Une perception biaisée du marché immobilier
Le problème de la plupart de ces start-ups " miraculeuses " de l'immobilier réside dans leur constat de départ. Animées par des visions d'un marché immobilier inefficace voire dépassé, elles ont souvent été trop rapides à généraliser des expériences personnelles malheureuses. En se basant sur des postulats erronés, elles ont créé des solutions pour des problèmes qui n'existent pas toujours. En effet, le secteur de l'immobilier est complexe. Chaque transaction est unique, chaque client est différent. Construire un modèle d'entreprise basé sur une mauvaise expérience personnelle est une approche pour le moins simpliste, qui ne tient pas compte de la variabilité et de la richesse du secteur, ni même des réels enjeux ou besoins du client final.

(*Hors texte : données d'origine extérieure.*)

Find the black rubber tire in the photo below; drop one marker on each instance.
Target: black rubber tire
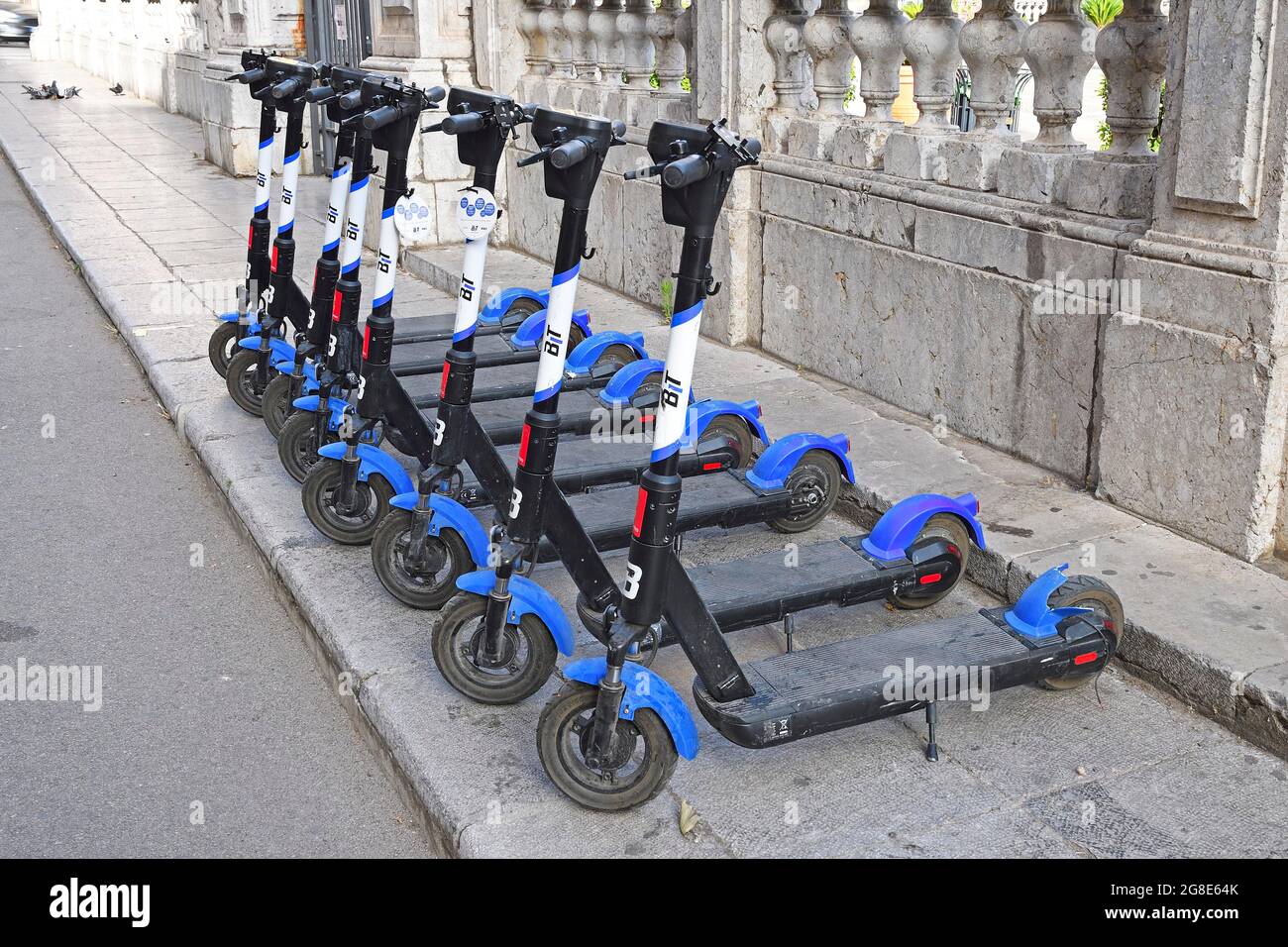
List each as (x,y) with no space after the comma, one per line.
(296,445)
(241,381)
(1086,591)
(222,347)
(454,633)
(386,558)
(275,405)
(558,746)
(815,471)
(348,531)
(939,526)
(735,431)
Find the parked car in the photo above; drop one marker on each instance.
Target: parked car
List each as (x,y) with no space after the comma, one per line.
(17,22)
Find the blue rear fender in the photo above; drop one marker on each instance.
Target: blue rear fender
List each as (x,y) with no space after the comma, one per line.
(584,357)
(702,412)
(449,514)
(777,463)
(374,460)
(644,689)
(494,309)
(526,598)
(900,526)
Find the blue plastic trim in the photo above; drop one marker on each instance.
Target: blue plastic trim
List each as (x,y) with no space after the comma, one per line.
(585,356)
(1031,616)
(526,598)
(500,304)
(704,411)
(644,689)
(374,460)
(451,514)
(900,526)
(777,463)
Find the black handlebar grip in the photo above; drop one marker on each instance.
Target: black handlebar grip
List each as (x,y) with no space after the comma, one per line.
(464,124)
(380,118)
(687,170)
(570,154)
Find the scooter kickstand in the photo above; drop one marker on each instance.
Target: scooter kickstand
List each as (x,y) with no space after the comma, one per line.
(931,718)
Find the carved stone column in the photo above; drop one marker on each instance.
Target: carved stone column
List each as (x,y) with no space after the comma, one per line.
(930,46)
(1059,52)
(992,47)
(1132,52)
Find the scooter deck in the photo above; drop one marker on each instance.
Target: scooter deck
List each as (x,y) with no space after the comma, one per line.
(844,684)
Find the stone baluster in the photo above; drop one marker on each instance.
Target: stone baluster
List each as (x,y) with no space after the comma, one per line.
(930,46)
(1132,52)
(786,46)
(533,39)
(671,62)
(992,44)
(827,37)
(583,42)
(1059,52)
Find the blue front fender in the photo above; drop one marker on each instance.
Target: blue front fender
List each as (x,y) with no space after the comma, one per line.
(500,304)
(900,526)
(704,411)
(526,598)
(776,464)
(451,514)
(644,689)
(374,460)
(585,356)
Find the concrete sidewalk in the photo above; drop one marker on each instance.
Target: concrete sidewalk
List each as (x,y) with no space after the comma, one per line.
(159,235)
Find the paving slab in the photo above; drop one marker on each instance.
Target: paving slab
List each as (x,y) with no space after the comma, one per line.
(1119,770)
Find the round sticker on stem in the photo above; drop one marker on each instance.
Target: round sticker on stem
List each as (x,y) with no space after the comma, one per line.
(413,219)
(476,211)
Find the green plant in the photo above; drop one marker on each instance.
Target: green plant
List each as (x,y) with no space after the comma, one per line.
(1102,12)
(1107,134)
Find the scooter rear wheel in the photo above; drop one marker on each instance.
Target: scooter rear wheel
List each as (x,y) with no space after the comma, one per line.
(528,656)
(943,526)
(318,493)
(816,476)
(428,587)
(1087,591)
(241,381)
(642,759)
(277,406)
(222,347)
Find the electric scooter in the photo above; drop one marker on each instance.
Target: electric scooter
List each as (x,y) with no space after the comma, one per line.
(609,740)
(384,399)
(265,75)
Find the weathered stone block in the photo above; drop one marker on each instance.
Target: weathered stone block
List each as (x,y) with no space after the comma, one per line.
(1193,432)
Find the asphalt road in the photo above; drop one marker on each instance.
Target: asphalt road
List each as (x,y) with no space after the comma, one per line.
(217,733)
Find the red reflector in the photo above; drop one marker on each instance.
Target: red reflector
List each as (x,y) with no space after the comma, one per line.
(640,505)
(523,446)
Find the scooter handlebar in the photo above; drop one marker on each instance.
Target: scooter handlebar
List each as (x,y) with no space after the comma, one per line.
(570,154)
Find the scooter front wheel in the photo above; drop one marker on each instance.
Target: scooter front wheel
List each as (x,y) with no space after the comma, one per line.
(222,347)
(277,403)
(320,493)
(527,654)
(638,766)
(297,445)
(426,583)
(243,371)
(1087,591)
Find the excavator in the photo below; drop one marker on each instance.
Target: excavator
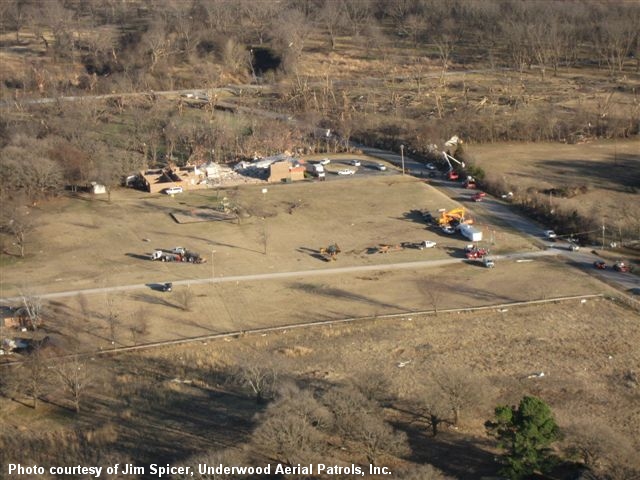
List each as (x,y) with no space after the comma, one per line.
(331,252)
(451,173)
(455,217)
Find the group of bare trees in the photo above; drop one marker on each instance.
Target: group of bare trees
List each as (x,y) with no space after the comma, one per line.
(296,426)
(139,41)
(43,375)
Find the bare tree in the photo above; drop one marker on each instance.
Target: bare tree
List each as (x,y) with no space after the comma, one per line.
(32,309)
(288,428)
(460,389)
(26,169)
(290,33)
(236,57)
(156,41)
(332,19)
(35,377)
(377,437)
(13,13)
(257,373)
(358,13)
(617,38)
(76,376)
(17,222)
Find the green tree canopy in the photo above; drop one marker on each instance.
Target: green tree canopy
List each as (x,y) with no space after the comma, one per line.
(526,433)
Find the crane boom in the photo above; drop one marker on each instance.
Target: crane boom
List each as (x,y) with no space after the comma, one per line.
(448,157)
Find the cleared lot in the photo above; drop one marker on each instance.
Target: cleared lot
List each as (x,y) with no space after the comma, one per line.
(95,244)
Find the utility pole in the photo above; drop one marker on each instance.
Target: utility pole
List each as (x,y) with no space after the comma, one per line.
(213,274)
(264,222)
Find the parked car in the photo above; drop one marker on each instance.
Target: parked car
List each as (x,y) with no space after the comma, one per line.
(620,266)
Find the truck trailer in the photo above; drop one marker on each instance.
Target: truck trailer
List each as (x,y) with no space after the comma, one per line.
(315,169)
(470,233)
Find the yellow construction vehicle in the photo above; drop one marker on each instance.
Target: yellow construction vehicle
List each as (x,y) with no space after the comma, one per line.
(454,216)
(331,252)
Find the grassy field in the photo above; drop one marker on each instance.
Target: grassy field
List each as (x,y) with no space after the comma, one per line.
(89,243)
(176,398)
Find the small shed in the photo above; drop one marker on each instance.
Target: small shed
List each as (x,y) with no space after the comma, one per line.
(98,188)
(11,317)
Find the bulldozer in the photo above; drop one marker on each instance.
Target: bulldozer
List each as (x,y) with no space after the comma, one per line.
(386,248)
(331,252)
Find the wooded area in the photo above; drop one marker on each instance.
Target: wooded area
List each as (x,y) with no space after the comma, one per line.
(395,74)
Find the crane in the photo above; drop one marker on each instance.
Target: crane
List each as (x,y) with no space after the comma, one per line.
(456,216)
(451,174)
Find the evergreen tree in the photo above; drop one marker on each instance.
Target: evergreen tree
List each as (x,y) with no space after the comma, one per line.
(525,432)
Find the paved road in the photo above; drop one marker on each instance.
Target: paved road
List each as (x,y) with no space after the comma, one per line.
(499,212)
(284,275)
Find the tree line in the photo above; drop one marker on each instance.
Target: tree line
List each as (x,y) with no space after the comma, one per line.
(127,46)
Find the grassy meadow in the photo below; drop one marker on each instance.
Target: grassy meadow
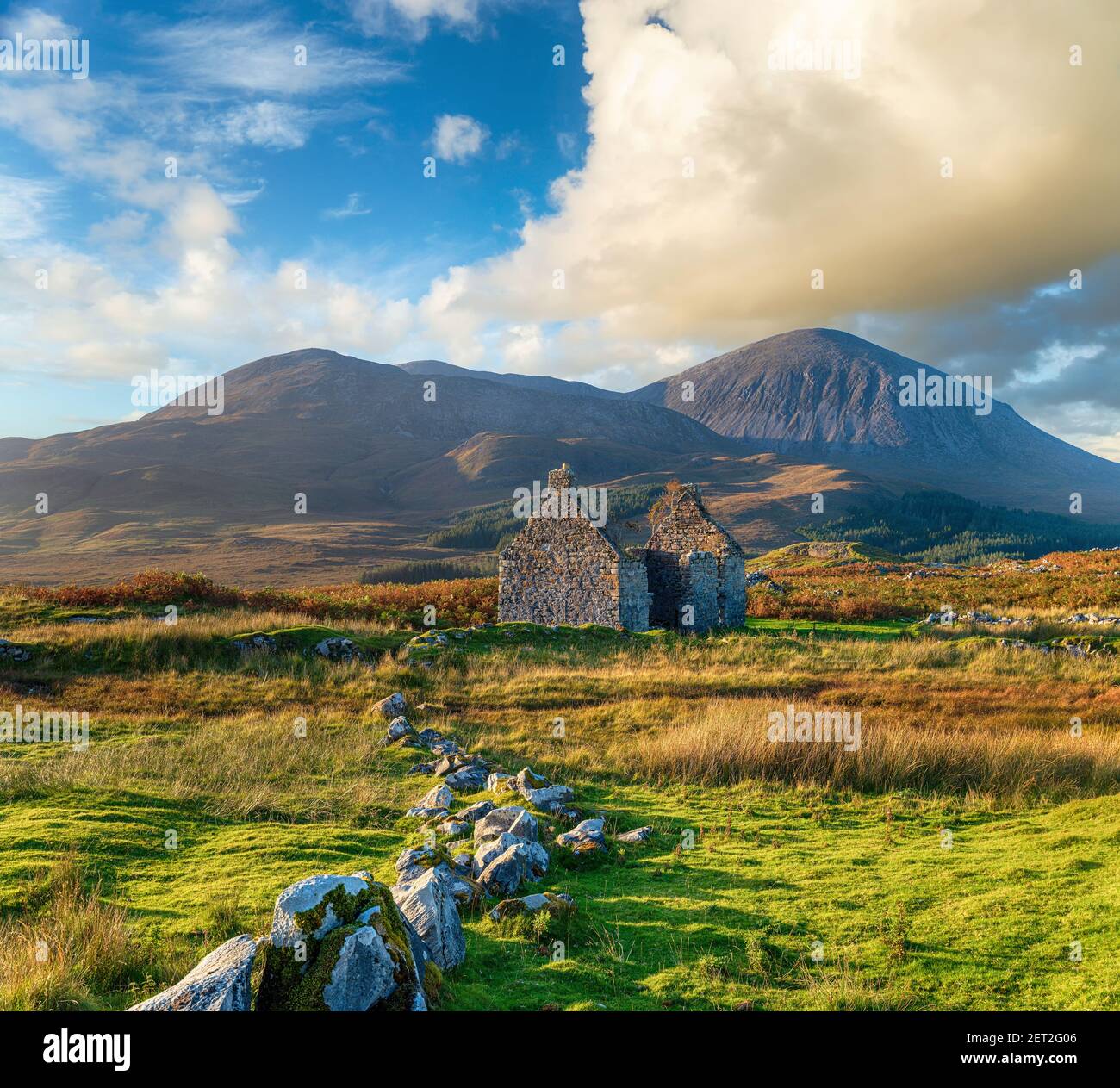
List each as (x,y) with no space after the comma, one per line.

Marketing : un coût insoutenable
Les exemples ne manquent pas dans la transaction, la gestion locative ou le syndic de copropriété. Dans leur quête de croissance à tout prix, nombreuses de ces start-ups ont dilapidé des fonds considérables en communication, espérant gagner des parts de marché. Mais dans un secteur aussi concurrentiel, les retours sur investissement sont souvent décevants. Pour 5 d'entre elles seulement, pas moins de 30 fonds d'investissements différents ont investi des millions d'euros " pour voir " ! Quatre ont changé de modèle, se tournant tantôt vers du service aux professionnels de l'immobilier (!), tantôt revenant aux honoraires au pourcentage sur le prix de vente, ou en quittant le monde réel pour le monde virtuel... Les budgets astronomiques dépensés pour attirer de nouveaux clients n'ont pas fait leurs preuves et ont montré, au contraire, combien il est difficile de rentabiliser ces entreprises sur leurs modèles dits " disruptifs ".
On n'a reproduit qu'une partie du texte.